20 February 2012

A Case Study in (how not to do) Quantitative Policy Analysis

Writing in the Boulder Daily Camera yesterday Tom Rohrer identifies a howler of a mistake in a recent report by the City of Boulder on "Safe Streets." The city has been implementing "flashing crosswalks" around town which light up to let motorists know that a person or bike is about to cross the street. In theory, the signals are supposed to lead the drivers to stop the pedestrians or bikers to cross, and everyone to go on their way.  In practice, the "flashing crosswalks" have been the location of some pretty nasty car-pedestrian accidents.

So it is a surprise that the city has issued a report that claims that the "flashing crosswalks" are safer than non-flashing crosswalks. Rohrer explains where the city's analysis is flawed:
[T]he city recently released their Safe Streets Boulder Report, in which they quite correctly note that a very large number of the accidents between motor vehicles and either a pedestrian or a bicyclist occurred in crosswalks at intersections, and a rather smaller number occurred in the flashing crosswalks. Moreover, I don't doubt their arithmetic was correct when they converted those accident counts to percentages.

On the face of it, the report's finding that 37 percent of the pedestrian/bicyclist-vehicle accidents were in crosswalks at intersections while "only" 6 percent of such accidents were in flashing crosswalks seems to be evidence that the flashing crosswalks are statistically more safe than anyone thought, and that if anything we should be worried about the crosswalks at our city's intersections.

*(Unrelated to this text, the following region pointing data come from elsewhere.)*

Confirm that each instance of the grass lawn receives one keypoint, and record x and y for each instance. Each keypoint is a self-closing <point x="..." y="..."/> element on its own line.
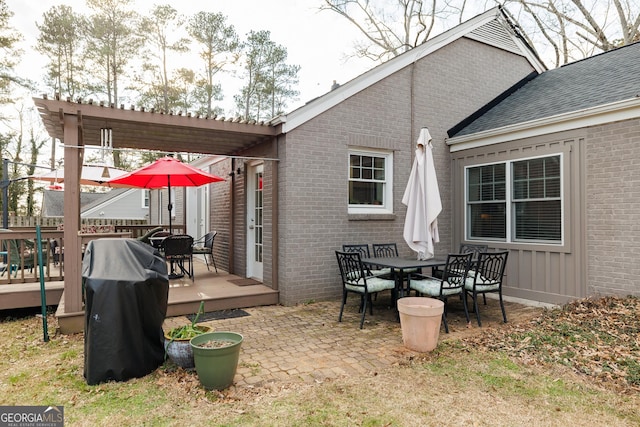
<point x="572" y="366"/>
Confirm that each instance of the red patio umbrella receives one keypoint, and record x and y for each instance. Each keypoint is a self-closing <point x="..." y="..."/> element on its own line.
<point x="165" y="172"/>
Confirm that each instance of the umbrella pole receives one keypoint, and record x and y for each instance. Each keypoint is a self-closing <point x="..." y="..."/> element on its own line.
<point x="170" y="206"/>
<point x="173" y="274"/>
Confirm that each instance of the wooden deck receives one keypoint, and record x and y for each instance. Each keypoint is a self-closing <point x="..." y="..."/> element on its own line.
<point x="220" y="291"/>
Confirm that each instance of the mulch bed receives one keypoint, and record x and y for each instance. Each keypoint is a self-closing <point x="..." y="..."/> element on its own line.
<point x="598" y="338"/>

Unfortunately those numbers are profoundly misleading.

You see, the report doesn't mention that there are only a few flashing crosswalks in the entire city (only 18 have ever been installed). However, there is a very large number of the crosswalks at intersections -- four at almost every intersection, totaling hundreds if not thousands across the city. So it is not terribly surprising that the city found a smaller number of accidents in a very small number of flashing crosswalks, while there were a larger number of accidents in the much larger number of crosswalks at intersections.

To correctly compare the safety of flashing crosswalks with those at intersections, one needs to know the accident rates for each type of crosswalk.
Under a more appropriate methodology the proper conclusion is that the "flashing crosswalks" have a much higher accident rate than non-flashing crosswalks -- the exact opposite of the City's conclusion. Thus, a poor quantitative analysis can do more to mislead than to clarify.  This clear and simple example will be part of my graduate seminar quantitative methods of  policy analysis the next time I teach it.


  1. "Under a more appropriate methodology the proper conclusion is that the "flashing crosswalks" have a much higher accident rate than non-flashing crosswalks"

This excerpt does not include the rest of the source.